Au-delà des mesures d'urgence, l'Europe travaille à une réforme du fonctionnement de la zone euro face aux crises qui pourrait passer à terme par un changement de traité, alors qu'elle avait juré de ne plus y revenir après les déboires du texte de Lisbonne.

«Réviser les traités européens ne doit pas être un tabou», a déclaré la semaine dernière la chancelière allemande Angela Merkel, en visite à Bruxelles.

Abondant dans son sens, le président français Nicolas Sarkozy a fait savoir dimanche que Paris et Berlin proposeraient des «modifications importantes» des textes européens.

Il s'est également dit favorable à une plus grande «intégration de la zone euro», sans préciser le contenu de sa pensée.

Cette unité pourrait toutefois masquer des disparités, avertissent des diplomates.

Car, dans l'esprit de la chancelière allemande, une modification des traités devrait servir à durcir la discipline budgétaire et à s'assurer que tous les États pratiquent la rigueur et ne laissent pas filer les déficits publics.

Or, rien ne permet d'affirmer que la France est sur la même ligne, indique une source européenne.

En outre, d'autres États pourraient faire une lecture bien différente et y voir l'occasion de créer de nouveaux mécanismes de solidarité -- comme les euro-obligations où les émissions de dette seraient mutualisées au sein de la zone euro --, ce que Berlin refuse catégoriquement.

Autre difficulté: une révision des traités est un chantier long et à haut risque.
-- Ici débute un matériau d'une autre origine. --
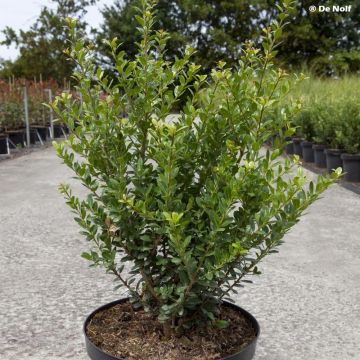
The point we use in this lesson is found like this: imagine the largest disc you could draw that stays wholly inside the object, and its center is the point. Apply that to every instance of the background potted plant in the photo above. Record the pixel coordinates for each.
(180, 210)
(350, 138)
L'Europe s'y est déjà cassé les dents en étant obligée d'abandonner en 2005 son projet de Constitution, après notamment le référendum en France. Quant au traité de Lisbonne, qui a pris la suite, l'UE a eu toutes les peines à le faire adopter et ratifier en 2009.

«Un changement des traités est une option de long terme qui n'aidera pas à résoudre les problèmes urgents de la zone euro. Quand on voit qu'on a mis dix ans à aboutir au traité de Lisbonne, cela ne peut être une priorité», estime un diplomate européen. Ce projet ne pourrait être que le «deuxième étage de la fusée» pour la zone euro, renchérit un second diplomate.

A plus court terme, l'idée serait pour la zone euro d'arriver avant le G20 qui se tient début novembre à Cannes avec les propositions de gouvernance économique promises par le président de l'Union européenne, Herman Van Rompuy.

Selon des sources diplomatiques, ces propositions devraient inclure la promotion de M. Van Rompuy au poste de «Monsieur Euro», pour présider à la fois les sommets des 27 et ceux des dirigeants de l'union monétaire, selon le souhait exprimé par le sommet Sarkozy-Merkel en août.

Dans l'entourage de M. Van Rompuy, on évoque aussi la possibilité d'une «double casquette», qui le verrait présider les réunions de la zone euro au niveau des ministres des Finances (Eurogroupe) lorsque l'actuel titulaire du poste, le premier ministre luxembourgeois Jean-Claude Juncker, dont le bilan est contesté, sera arrivé au terme de son mandat en juin 2012. L'idée est également avancée de donner ce portefeuille à un ancien ministre des Finances, qui exercerait la fonction à plein temps.

Afin de renforcer le fonctionnement de la zone euro, la Banque centrale européenne (BCE) souhaite un «ministre des Finances» européen à terme, tandis que Berlin et La Haye soutiennent la création d'un poste de commissaire européen spécialement chargé de faire respecter le Pacte de stabilité.

Dernière idée à l'étude: renforcer l'intégration des 17 pays de la zone euro en dotant l'Eurogroupe, leur instance jusqu'ici informelle, de droits de vote pour prendre des décisions le concernant.

Une proposition qui risque de faire grincer les dents dans les 10 pays ne faisant pas partie de l'union monétaire.